The Oakton Koehnline Museum of Art held an art show by women which was a look into the woman’s perspective on how they perceive the world of fashion. 

Overall the art exhibit was a great way to show individualism in the female perspective.  We had many well established artists who have connections with our area.

Being a male who has not been involved in t

he women’s progressive movement, I can bring a new perspective in the interpretation of what the art means to me.

Here I will be reviewing the pieces that stood out to me:

Judy Shecther had a piece on display called: “Can’t Breathe.”  This particular piece of art had a birdcage like dress hovering over tiny legs.  Taking a closer look you can see a clock with two hand mirrors representing the minute and hour hand.

This piece was an attempt to mimic the idea that women are enslaved like a bird in its cage towards the ideal fashion trends in today’s society.  

The fragmented hand mirrors telling time shows that time just keeps on passing with no change.  With the glass being somewhat shattered shows that even as time passses society never bothered to change from what the ideal image of a woman could look like.  This could also explain the title of the Piece being named “Can’t Breathe.”

Pamela Hobbs had a piece on display called: “Bell Jar.”  In this artwork we see a portrait of a woman in front of a house in a glass pod.  The picture is in black and white and is portrayed in a wooden frame.

This picture has a black and white tone to show the time period this was taken place.  The houses style shown in the picture resembled mid-century America.  This is also supported by the fact the picture is placed within an older style wooden frame. The woman in the white dress represents a married women.  
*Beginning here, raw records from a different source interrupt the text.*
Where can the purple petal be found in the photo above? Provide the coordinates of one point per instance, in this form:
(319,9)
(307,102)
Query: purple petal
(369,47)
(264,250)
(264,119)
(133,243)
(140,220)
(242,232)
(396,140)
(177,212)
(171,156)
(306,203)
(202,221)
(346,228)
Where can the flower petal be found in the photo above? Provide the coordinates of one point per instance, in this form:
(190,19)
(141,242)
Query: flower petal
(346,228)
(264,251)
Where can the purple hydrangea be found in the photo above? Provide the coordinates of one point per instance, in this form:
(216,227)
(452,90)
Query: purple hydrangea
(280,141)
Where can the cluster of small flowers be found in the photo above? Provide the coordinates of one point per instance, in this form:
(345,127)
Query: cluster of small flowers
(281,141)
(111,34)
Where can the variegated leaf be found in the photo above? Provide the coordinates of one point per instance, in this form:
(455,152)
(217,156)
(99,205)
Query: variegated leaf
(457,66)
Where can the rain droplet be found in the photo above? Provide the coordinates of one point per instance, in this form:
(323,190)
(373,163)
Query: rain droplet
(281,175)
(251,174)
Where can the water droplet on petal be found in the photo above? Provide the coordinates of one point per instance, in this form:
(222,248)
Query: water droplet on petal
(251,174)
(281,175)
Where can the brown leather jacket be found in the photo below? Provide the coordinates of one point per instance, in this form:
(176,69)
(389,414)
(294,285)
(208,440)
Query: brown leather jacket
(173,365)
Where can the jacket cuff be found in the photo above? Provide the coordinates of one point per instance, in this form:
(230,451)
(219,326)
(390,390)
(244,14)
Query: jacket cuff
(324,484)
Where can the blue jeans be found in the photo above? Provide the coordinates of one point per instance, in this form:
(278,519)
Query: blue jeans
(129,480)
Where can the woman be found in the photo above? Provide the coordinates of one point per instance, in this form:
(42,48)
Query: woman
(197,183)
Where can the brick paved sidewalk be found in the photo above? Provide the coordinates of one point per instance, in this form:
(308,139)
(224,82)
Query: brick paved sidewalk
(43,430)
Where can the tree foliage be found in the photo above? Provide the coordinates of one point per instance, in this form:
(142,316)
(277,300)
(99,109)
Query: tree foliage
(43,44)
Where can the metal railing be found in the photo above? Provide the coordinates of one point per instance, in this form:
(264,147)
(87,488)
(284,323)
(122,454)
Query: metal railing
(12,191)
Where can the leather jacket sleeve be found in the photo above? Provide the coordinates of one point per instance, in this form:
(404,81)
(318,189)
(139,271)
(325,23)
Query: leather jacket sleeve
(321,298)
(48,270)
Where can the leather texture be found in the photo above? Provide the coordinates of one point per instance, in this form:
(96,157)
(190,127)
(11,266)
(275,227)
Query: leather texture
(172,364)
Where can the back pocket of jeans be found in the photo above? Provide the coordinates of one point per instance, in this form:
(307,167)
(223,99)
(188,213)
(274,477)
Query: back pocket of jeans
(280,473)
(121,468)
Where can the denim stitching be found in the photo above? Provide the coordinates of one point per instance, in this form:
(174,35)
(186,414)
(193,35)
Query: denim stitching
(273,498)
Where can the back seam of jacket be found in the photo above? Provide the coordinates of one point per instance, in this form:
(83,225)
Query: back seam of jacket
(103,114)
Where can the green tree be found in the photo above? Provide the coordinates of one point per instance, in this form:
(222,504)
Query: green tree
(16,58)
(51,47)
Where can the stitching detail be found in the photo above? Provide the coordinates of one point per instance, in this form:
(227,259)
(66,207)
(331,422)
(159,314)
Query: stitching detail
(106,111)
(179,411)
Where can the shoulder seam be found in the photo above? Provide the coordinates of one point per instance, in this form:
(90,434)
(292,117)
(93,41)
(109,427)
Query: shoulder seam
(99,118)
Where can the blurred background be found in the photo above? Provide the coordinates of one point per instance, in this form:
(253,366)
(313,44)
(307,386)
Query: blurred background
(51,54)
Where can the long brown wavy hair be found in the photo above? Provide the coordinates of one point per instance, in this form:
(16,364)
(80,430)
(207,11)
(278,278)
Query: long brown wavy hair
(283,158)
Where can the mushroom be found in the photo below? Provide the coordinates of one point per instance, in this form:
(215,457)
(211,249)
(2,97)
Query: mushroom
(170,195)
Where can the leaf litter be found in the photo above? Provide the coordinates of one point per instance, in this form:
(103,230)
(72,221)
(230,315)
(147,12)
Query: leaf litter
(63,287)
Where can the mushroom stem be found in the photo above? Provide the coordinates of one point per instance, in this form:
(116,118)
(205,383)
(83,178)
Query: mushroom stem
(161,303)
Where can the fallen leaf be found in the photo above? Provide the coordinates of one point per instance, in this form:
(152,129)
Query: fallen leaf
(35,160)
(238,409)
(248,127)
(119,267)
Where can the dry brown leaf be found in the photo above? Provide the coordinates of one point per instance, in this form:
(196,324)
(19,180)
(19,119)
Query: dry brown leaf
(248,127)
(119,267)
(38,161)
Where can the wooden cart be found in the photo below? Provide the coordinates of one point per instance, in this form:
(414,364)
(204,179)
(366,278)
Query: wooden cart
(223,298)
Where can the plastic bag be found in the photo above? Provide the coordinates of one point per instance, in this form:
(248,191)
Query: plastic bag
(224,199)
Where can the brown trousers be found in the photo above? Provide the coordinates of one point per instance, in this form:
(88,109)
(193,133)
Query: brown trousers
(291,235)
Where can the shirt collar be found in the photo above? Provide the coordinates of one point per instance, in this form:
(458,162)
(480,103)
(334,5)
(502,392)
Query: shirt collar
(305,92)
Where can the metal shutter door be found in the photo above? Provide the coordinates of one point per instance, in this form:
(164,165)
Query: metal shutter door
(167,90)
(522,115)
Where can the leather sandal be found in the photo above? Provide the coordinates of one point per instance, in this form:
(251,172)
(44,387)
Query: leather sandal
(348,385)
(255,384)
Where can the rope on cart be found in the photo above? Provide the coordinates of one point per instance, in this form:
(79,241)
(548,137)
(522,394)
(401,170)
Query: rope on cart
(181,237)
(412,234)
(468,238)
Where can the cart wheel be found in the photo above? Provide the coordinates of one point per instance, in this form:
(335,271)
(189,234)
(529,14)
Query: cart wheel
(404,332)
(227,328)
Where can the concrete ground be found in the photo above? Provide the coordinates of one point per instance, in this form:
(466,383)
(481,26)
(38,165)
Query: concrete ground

The significance of this artwork is the fact the woman is in a glass bubble.  This bubble mirrors women being stuck with the duties of caretaking and not really able to leave the house.  

Marriage at the time was a prison for women.  The expectation for women was to follow: raising kids and dealing with things around the house.  This left them with no opportunity to choose their own destiny.

Moving on to more of an interactive piece of art we have Karen Joy’s “The human skin project: Are you comfortable in Your Own Skin? Selfie Station. ” Here you can put yourself behind a cutout of a woman in a dress.

The concept of this station is to see how the title states: “are you comfortable in your own skin.”

Here we see the concept of how women’s fashion was made for unattainable figures because we would look somewhat awkward trying to put our face within the cutout.  

Not only that, but the dress makes a statement about using animal furs for presence of prestige.  This makes it look as if someone who dresses with furs and pelts use that to compensate for lack of confidence.

Saving the best for last, with the work “Refashioning Myself: What a Puzzle!” by: Marcia Grabowecky.

Here we have a huge rubix cube that can be twisted in many ways.  This resembles that we are always changing in life, but we change in the same patterns.  

With this being a Rubix cube we can be considered as the rubix cube and all the depictions on the rubix cube is the life experiences that make us who we are.  Since all the depictions on the rubix cube can not match each other, it shows how all of our experiences are indeed different and makes us all unique.

Another interpretation is that you can see how life can be messy and finding our true identity can be hard, but no matter how you look at it we are what life makes us.